A Philharmonic for Psychiatric Patients

Orchestra plays at the expense of cash-strapped regime

By David Abel

The Montreal Gazette
12/10/1998

HAVANA -- The glassy-eyed man listlessly clanging the cymbals sounded the beat as Havana Psychiatric Hospital's 115-member symphonic orchestra recently played the "Spanish Military March" to four of the asylum's gardeners.

The sparse showing was nothing new to the fully stocked professional philharmonic. The crew of mostly elderly men has been booming and squeaking everything from war marches to American show tunes since it began performing soon after Fidel Castro's bearded rebels seized power here in 1959.

Once a proud symbol of the revolution's progressive idealism and quixotic defiance of "bourgeois" norms, the orchestra's lagging cadences and the outdoor square's empty benches now seem to mirror this socialist society's current stupor.

Beneath a specially built portico, where the sallow paint has seen brighter days, the half-absent orchestra churns out tinny tunes on old, dented instruments and follows brittle handwritten music sheets. Some doze off during the three-hour performances' frequent intermissions.

"Even if they don't come to watch, the patients pass by all the time," said Rolando Valdes, a psychologist and hospital administrator. "This is part of their therapy. It's a way for them to feel good, and it also cultures them."

The unconventional treatment also comes at the expense of the severely cash-strapped communist-run government, whose scant resources prevent it from supplying sufficient medicine to the island's 280 hospitals and other necessities to the government-dependant population of 11 million.

The full-time orchestra, with its own administrator, conductor and team of technicians to support the more than 25 clarinets, 15 trumpets, 12 saxophones, eight trombones, four tubas and two bassoons, pays its players above-average salaries. New recruits earn 211 pesos (about $10.50) a month. Soloists, the top earners, make 295 pesos a month.

"Yes, the money could go elsewhere," said Juan Morell, 61, a baritone saxophonist who has been playing with the band since it began shortly after the revolution. "But I think it's a good thing. The patients like it, and it helps the time go by."

The guayabera-clad musician acknowledged, however, that he was not always enthusiastic about playing only to passers-by and chance stragglers.

The psychiatric hospital's private symphony was launched four months after the rebels took power at the behest of its new director, Eduardo Bernabe Ordaz.

The physician-guerrilla warrior, who helped foot his medical-school tuition by busking in bars before joining the revolution, introduced the orchestra as part of a plan to revamp the island nation's largest sanatorium.

The overcrowded, run-down asylum would become "a model hospital" to showcase the new regime's health-care system.

So the bearded doctor, who still runs the hospital, commissioned a ragtag group of mostly retired military-band players and, among other new rewards for the patients that included a well-manicured baseball diamond, declared that music would be "a factor in the mental rehabilitation of the patients."

Over the years, the all-male ensemble allowed women to enter its ranks.
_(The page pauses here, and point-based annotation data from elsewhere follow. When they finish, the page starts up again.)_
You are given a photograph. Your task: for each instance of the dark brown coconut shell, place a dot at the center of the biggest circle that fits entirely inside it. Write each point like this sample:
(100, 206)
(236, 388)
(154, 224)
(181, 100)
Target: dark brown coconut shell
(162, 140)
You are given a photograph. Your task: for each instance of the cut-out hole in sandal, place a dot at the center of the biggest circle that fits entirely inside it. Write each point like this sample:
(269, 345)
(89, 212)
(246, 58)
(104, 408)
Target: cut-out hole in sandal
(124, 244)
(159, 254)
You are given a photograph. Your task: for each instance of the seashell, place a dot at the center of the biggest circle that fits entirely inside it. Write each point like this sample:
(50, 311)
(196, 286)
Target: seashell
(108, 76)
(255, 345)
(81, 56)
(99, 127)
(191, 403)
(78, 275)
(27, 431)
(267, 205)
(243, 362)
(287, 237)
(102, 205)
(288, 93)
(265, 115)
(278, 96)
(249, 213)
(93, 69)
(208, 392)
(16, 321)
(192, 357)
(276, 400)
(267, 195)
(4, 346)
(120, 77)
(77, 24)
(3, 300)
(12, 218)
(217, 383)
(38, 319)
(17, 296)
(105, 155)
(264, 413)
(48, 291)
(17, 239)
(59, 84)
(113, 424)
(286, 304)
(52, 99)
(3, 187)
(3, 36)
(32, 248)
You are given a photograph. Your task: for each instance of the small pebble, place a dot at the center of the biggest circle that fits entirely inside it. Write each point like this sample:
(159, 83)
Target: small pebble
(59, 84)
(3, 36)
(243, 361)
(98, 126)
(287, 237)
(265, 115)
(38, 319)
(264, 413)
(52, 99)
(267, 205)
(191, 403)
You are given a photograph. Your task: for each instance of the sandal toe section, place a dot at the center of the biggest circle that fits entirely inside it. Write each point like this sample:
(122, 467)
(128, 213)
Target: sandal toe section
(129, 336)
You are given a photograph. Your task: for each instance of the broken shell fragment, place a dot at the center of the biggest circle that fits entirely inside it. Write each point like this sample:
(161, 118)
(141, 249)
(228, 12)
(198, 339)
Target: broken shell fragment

Today, there are six women out of the 115 musicians, said Florencio Figueroa, the orchestra's administrator. It has also received prominent praise, including national music awards and, most recently, the delivery of a rosary from Pope John Paul II during his January visit.
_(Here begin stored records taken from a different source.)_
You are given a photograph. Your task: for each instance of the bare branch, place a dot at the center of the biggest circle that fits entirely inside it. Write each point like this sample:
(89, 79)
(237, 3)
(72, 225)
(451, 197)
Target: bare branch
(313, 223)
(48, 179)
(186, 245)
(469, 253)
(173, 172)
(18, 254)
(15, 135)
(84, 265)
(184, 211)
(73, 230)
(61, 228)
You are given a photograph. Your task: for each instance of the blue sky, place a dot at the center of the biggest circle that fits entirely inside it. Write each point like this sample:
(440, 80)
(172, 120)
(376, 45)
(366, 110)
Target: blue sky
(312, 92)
"This hospital used to be a fiery hell, and he (Ordaz) converted it into a garden of hope," said Figueroa, while leading a tour of a museum that promotes the sprawling hospital's advances. "We think the music has helped accomplish that. ... It's not a waste of money."
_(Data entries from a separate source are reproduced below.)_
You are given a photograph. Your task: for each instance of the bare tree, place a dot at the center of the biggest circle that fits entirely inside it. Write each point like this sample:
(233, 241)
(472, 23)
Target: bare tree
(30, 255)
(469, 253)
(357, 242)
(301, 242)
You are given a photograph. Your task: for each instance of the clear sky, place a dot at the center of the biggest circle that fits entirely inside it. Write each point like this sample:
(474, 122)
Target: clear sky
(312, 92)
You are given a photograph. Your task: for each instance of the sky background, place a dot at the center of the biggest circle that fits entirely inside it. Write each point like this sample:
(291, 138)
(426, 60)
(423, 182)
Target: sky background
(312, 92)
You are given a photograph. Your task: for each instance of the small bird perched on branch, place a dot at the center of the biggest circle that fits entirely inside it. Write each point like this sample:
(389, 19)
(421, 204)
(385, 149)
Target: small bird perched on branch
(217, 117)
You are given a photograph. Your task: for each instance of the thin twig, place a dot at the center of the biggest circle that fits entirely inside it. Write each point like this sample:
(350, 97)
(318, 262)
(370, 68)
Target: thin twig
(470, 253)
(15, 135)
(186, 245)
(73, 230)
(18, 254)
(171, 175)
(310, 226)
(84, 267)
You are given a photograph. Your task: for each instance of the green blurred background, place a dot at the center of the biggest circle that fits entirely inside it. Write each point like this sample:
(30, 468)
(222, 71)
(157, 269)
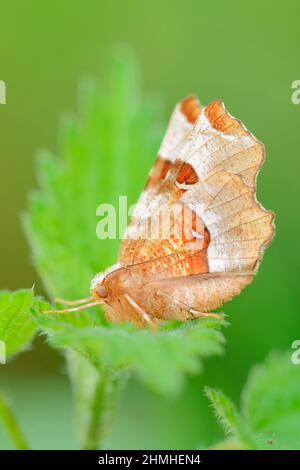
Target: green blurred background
(245, 54)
A few hundred feet from the clattering symphony, a gaggle of the hospital's 3,700 patients are roosted on a shady patio in a row of rocking chairs.

In the distance, over the noise of jets taking off from the nearby Jose Marti International Airport, the conductor could be heard clamoring at the orchestra.

"Watch me. It doesn't say piano there, does it?" he jeered. As the ensemble picked up, he barked, "Now, fortissimo!"

Alejandro Gonzalez, 32, who has been a patient at the psychiatric hospital for the past year, said he rarely gets the chance to listen to the morning melodies. But, when he does, he appreciates whatever is being played.

"The music makes me feel at ease," Gonzalez said. "It helps me forget everything else. It's like a tranquilizer."